Furthermore, the ALJ's order revoked the commodity registrations of Solomon Mayer, Barry Mayer, and SHB and imposed a five-year commodity futures trading ban on each of them. In addition, the court assessed a civil monetary penalty in the amount of $200,000 on Solomon Mayer, and a $100,000 civil monetary penalty each on Barry Mayer, SHB, and Maye Commodities. Finally, Gelbstein is prohibited by the ALJ's order from trading for a period of 30 days and must pay a civil monetary penalty in the amount of $25,000. Each of the respondents is subject to a cease and desist order.
The matter arose from a 23-count complaint filed by the CFTC on April 24, 1992 (See CFTC News Release #3491-92, April 24, 1992). The CFTC complaint alleged that the respondents violated the CEA by, among other things:
bucketing customer orders; and
engaging in noncompetitively executed wash sales and fictitious trades.
In reaching its decision, the ALJ found that Solomon Mayer, Barry Mayer and SHB "abused their market trading privileges by deliberately and repeatedly cheating and defrauding customers and impairing the integrity of the market." The ALJ concluded that there was undoubtedly a nexus between the respondents' wrongdoing and the integrity of the futures market.
In the discussion, the ALJ opined that dual trading, which permits floor brokers to trade for their personal accounts as well as for customers, "mocks the notion of an open and competitive market, and virtually invites the abuses charged and proven in the case at hand." The ALJ also noted that the deliberate failure of Solomon Mayer, Barry Mayer, and Gelbstein to retain their trading cards constitutes a significant audit trail irregularity from which adverse inferences could be drawn.
Finding that the evidence presented failed to establish that Isaac Mayer acted in a capacity that required him to be registered with the CFTC, the ALJ dismissed the allegations in this regard against him. The CFTC's complaint charged Isaac Mayer with accepting customer orders on behalf of SHB without being registered with the CFTC, among other things.

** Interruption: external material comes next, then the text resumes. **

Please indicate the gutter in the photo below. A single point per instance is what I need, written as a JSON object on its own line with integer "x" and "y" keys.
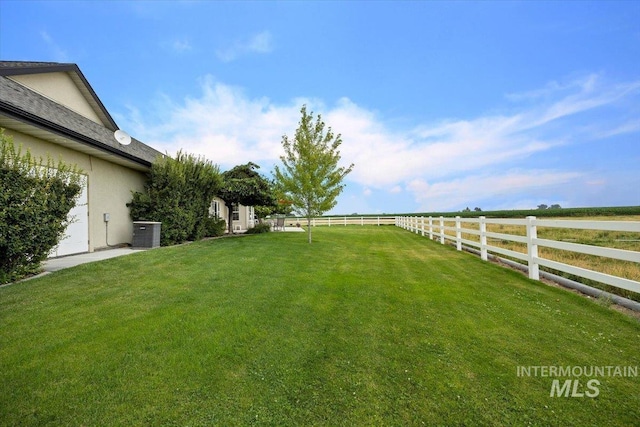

Solomon Mayer has been registered with the CFTC as a floor broker since 1982. Barry Mayer and Halper have been registered as floor brokers since 1983. Gelbstein, a member of the NYMEX, was neither registered nor required to be registered with the CFTC during the relevant time period. SHB is registered as a futures commission merchant and is a member of the NYMEX. Maye Commodities was formerly a NYMEX clearing member.